Harry reached the bottom of the article, but continued to stare blankly at the page. Revulsion and fury rose in him like vomit; he balled up the newspaper and threw it, with all his force, at the wall, where it joined the rest of the rubbish heaped around his overflowing bin.
He began to stride blindly around the room, opening empty drawers and picking up books only to replace them on the same piles, barely conscious of what he was doing, as random phrases from Rita’s article echoed in his head: An entire chapter to the whole Potter-Dumbledore relationship… It’s been called unhealthy, even sinister… He dabbled in the Dark Arts himself in his youth… I’ve had access to a source most journalists would swap their wands for…
“Lies!” Harry bellowed, and through the window he saw the next-door neighbor, who had paused to restart his lawn mower, look up nervously.

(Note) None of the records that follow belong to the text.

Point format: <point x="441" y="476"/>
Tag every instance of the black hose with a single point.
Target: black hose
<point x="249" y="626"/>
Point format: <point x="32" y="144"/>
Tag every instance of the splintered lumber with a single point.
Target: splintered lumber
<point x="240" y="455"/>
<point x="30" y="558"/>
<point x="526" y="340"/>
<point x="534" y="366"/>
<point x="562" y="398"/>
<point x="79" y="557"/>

Harry sat down hard on the bed. The broken bit of mirror danced away from him; he picked it up and turned it over in his fingers, thinking, thinking of Dumbledore and the lies with which Rita Skeeter was defaming him…
A flash of brightest blue. Harry froze, his cut finger slipping on the jagged edge of the mirror again. He had imagined it, he must have done. He glanced over his shoulder, but the wall was a sickly peach color of Aunt Petunia’s choosing: There was nothing blue there for the mirror to reflect. He peered into the mirror fragment again, and saw nothing but his own bright green eye looking back at him.
He had imagined it, there was no other explanation; imagined it, because he had been thinking of his dead headmaster. If anything was certain, it was that the bright blue eyes of Albus Dumbledore would never pierce him again.
Chapter 3 The Dursleys Departing
The sound of the front door slamming echoed up the stairs and a voice roared, “Oh! You!”
Sixteen years of being addressed thus left Harry in no doubt when his uncle was calling, nevertheless, he did not immediately respond. He was still at the narrow fragment in which, for a split second, he had thought he saw Dumbledore’s eye. It was not until his uncle bellowed, “BOY!” that Harry got slowly out of bed and headed for the bedroom door, pausing to add the piece of broken mirror to the rucksack filled with things he would be taking with him.
“You took you time!” roared Vernon Dursley when Harry appeared at the top of the stairs, “Get down here. I want a word!”
Harry strolled downstairs, his hands deep in his pants pockets. When he searched the living room he found all three Dursleys. They were dressed for packing; Uncle Vernon in an old ripped-up jacket and Dudley, Harry’s, large, blond, muscular cousin, in his leather jacket.
“Yes?” asked Harry.
“Sit down!” said Uncle Vernon. Harry raised his eyebrows. “Please!” added Uncle Vernon, wincing slightly as though the word was sharp in his throat. Harry sat. He thought he knew what was coming. His uncle began to pace up and down, Aunt Petunia and Dudley, following his movement with anxious expressions. Finally, his large purple face crumpled with concentration. Uncle Vernon stopped in front of Harry and spoke.
“I’ve changed my mind,” he said.
“What a surprise,” said Harry.
“Don’t you take that tone – ” began Aunt Petunia in a shrill voice, but Vernon Dursley waved her down “It’s all a lot of claptrap,” said Uncle Vernon, glaring at Harry with piggy little eyes. “I’ve decided I don’t believe a word of it. We’re staying put, we’re not going anywhere.”